Los acontecimientos políticos de la última semana en Venezuela han generado numerosos e interesantes análisis. Lo cierto es que más allá de la lectura que se haga de lo hasta ahora sucedido, hay dos elementos de naturaleza transversal que se hacen en lo adelante mucho más urgentes y necesarios.
El primero tiene que ver con la naturaleza de toda lucha política. Si bien la política debe estar siempre orientada por principios morales que le den legitimidad y justificación ética, también es cierto que la acción política, para ser eficaz, se basa fundamentalmente en la correlación fáctica y realista de fuerzas. Es el campo de las fuerzas comparativas reales de los actores en pugna lo que principalmente determina los acontecimientos políticos. Y es aquí donde, en términos de poder comparativo, se evidencia la principal desventaja de la población que aspira a un cambio político frente al gobierno de Maduro (sobre todo en lo referente a posibilidades de acción y presión públicas, libertad de movilización y margen de maniobra frente al poder).
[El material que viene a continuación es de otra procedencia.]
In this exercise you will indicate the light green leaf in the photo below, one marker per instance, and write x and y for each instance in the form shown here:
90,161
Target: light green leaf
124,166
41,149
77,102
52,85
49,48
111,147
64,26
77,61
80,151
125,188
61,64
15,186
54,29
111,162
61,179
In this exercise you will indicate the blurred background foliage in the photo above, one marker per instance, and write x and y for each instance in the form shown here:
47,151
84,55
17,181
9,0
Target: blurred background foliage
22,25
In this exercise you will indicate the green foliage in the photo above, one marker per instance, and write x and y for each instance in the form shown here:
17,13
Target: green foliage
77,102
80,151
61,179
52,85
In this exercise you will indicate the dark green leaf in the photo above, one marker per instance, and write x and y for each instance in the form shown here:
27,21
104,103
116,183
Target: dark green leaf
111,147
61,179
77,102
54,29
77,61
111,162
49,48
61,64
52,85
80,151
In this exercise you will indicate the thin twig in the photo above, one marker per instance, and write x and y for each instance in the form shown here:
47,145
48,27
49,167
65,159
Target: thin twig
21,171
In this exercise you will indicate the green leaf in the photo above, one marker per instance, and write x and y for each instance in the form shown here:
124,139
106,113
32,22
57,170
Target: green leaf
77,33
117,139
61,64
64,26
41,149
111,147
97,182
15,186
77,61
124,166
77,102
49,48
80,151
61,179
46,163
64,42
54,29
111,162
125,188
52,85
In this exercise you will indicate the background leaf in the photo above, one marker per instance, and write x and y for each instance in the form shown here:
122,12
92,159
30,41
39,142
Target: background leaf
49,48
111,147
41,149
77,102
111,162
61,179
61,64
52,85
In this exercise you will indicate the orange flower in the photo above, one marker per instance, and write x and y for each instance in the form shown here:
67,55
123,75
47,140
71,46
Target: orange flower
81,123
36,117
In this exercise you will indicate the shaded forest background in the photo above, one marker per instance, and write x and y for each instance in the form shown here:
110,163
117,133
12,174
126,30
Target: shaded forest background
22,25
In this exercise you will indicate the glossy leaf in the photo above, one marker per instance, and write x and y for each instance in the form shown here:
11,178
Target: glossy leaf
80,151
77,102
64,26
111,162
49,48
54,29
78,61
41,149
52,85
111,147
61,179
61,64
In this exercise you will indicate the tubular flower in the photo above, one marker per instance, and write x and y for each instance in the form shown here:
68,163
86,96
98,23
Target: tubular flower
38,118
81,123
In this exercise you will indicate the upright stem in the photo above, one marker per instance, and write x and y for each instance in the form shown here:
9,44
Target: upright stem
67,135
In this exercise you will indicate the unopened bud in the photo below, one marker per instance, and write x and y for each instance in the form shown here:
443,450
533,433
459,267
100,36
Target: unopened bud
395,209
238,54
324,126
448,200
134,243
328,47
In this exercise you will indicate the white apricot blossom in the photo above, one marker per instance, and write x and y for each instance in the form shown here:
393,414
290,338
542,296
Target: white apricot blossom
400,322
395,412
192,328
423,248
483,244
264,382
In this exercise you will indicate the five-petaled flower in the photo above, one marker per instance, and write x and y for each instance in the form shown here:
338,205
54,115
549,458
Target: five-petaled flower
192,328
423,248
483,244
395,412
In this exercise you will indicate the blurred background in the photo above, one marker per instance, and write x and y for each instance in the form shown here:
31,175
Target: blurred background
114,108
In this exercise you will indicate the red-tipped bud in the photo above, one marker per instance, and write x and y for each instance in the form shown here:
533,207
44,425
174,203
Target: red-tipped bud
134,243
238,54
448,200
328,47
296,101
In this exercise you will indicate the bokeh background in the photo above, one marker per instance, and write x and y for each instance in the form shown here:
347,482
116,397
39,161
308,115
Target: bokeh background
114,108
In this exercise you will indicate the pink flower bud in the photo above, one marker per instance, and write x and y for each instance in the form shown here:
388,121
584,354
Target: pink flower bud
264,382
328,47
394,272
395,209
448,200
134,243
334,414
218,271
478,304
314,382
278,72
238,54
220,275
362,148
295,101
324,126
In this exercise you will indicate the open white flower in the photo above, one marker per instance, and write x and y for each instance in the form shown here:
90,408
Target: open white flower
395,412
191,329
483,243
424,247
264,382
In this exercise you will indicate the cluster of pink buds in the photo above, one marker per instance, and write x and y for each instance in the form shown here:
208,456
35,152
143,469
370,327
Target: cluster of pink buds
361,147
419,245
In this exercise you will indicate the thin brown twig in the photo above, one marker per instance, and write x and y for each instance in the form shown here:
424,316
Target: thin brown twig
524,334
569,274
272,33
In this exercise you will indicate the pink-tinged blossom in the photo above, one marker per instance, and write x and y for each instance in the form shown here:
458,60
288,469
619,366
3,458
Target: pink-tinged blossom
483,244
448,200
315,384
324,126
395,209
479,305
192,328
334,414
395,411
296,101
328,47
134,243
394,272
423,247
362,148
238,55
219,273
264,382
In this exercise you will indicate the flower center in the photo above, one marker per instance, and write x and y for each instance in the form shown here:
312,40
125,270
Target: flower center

En este campo de correlación comparativa de fuerza, la variable que juega más en contra tanto de la población que desea un país distinto como de la llamada oposición democrática en esta coyuntura (o al menos hasta el momento) es la todavía ausencia de una auténtica presión cívica interna, que actúe como disuasivo democrático para intentar frenar la estrategia del gobierno de desconocer la voluntad popular.
La literatura politológica enseña que en modelos de dominación autoritarios cualquier acción política -incluyendo votar- resulta al final inútil si no va acompañado de un factor todavía débil en la actual ecuación política venezolana que es la necesaria presión social cívica. Porque ciertamente la herramienta electoral es un instrumento privilegiado de la lucha democrática. Pero en regímenes autoritarios, dadas justamente las características de este tipo de modelo de explotación, ese instrumento carece de eficacia si no va acompañado del respaldo de un tejido social activo y organizado, que sirva de factor disuasivo y de presión que se oponga de manera democráticamente efectiva a cualquier estrategia de escamotear la voluntad mayoritaria de la población.
En este momento no se puede decir que ni la alternativa democrática ni el porcentaje mayoritario de la población que aspira y merece otra realidad cuentan con una fuerte red organizada, interconectada y movilizable de organizaciones sociales aguas abajo que pueda hoy articularse y activarse para presionar en conjunto al gobierno y convertirse en un factor disuasivo que sirva para elevarle el costo político de desconocer la voluntad ciudadana. El tiempo disponible desde ahora hasta el mes de julio, aunque corto, debería ser aprovechado de manera prioritaria por la oposición democrática y por quienes luchan por una Venezuela distinta para el reencuentro, interconexión y movilización de las organizaciones sociales (preferentemente aquellas con mayor capacidad de movilización como los sindicatos, gremios y sector estudiantil, pero sin dejar fuera organizaciones como las de los consejos comunales, las mesas técnicas de agua, y los grupos culturales), con el objetivo de construir un tejido social que sirva para, a partir de la lucha por sus respectivas reivindicaciones y a partir de la articulación de estas demandas, presionar la obtención de condiciones electorales mínimamente aceptables y para hacer valer la voluntad de la mayoría. Porque de lo que se trata es de que en el país gobierne no quien quiera sino quien la gente escoja. Ninguna otra opción es ni legítima ni viable.
El segundo elemento tiene que ver con la necesidad de enfrentar los escenarios de interesada incertidumbre con frialdad estratégica. Para nadie debería ser un secreto que la generación de incertidumbre, la ausencia de garantías, el desconocimiento de la ley y las tropelías procedimentales son parte del guion desde el poder para provocar confusión y desesperanza entre quienes legítimamente desean un país mejor. Por eso, y conociendo esa estrategia, nunca como ahora es conveniente recordar que el éxito político requiere, siguiendo a Weber, de tres cualidades decisivamente importantes: pasión, sentido de la responsabilidad y mesura. Y que la política “se hace con la cabeza y no con otras partes del cuerpo” (Max Weber, Politik als Beruf, 1992).
Uno de nuestros retos cruciales de hoy es precisamente cómo conseguir que vayan juntas la pasión, la indispensable responsabilidad y la mesurada frialdad. Porque es mucho lo que está en juego, y se requiere lo mejor de nuestra inteligencia y lo más profundo de nuestro compromiso.